Introduction: There is lack of knowledge on whether symptomatic steno-occlusion (SYSO), common in acute ischemic stroke (AIS) patients with atrial fibrillation (AF), could increase the long-term risk of stroke recurrence in these patients. Methods: From a prospective cohort of patients with AIS and AF enrolled in 14 centers between Oct 2017 and Dec 2018, we identified patients who underwent MR angiography during hospitalization and completed 3-year follow-up including death during follow-up. SYSO was defined as (1) ≥ 50% stenosis or occlusion of cerebral arteries relevant to acute infarction or (2) any residual stenosis after endovascular treatment. Using cause-specific hazard models with non-stroke death as a competing risk, the risk of any recurrent stroke and recurrent ischemic stroke was estimated according to SYSO, respectively. Results: A total of 889 patients (mean age, 74.4 years; men, 54.6 %; median NIHSS, 6) were analyzed for this study.

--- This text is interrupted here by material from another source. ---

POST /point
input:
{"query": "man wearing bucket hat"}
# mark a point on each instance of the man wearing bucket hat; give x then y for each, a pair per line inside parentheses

During the median 1096 days of follow-up, 152 any recurrent strokes, 142 recurrent ischemic strokes, and 208 deaths were observed. Patients with SYSO, compared to those without, were more likely to be older, be female, have hypertension, diabetes and history of stroke/TIA, and be on antiplatelets at discharge and were less likely to be on anticoagulants at discharge ( p <.05). The cumulative incidence of recurrent stroke in patients with and without SYSO was 25.2% and 8.3% at 1 month, 33.1% and 9.9% at 1 year, and 41.8% and 13.1% at 3 years, respectively ( p <.001). With adjusting age, sex, hypertension, diabetes, history of stroke/TIA, discharge antiplatelets, and discharge anticoagulants, SYSO increased the risk of any stroke recurrence (adjusted hazard ratio [95% confidence interval]; 3.02 [2.18-4.20]; p <.001) and ischemic stroke recurrence (3.20 [2.28-4.51]; p <.001). Conclusions: SYSO in AIS patients with AF substantially increased the risk of recurrent stroke by a 3-fold or more. Accordingly, SYSO should be considered in stratifying the risk of recurrence in AIS patients with AF.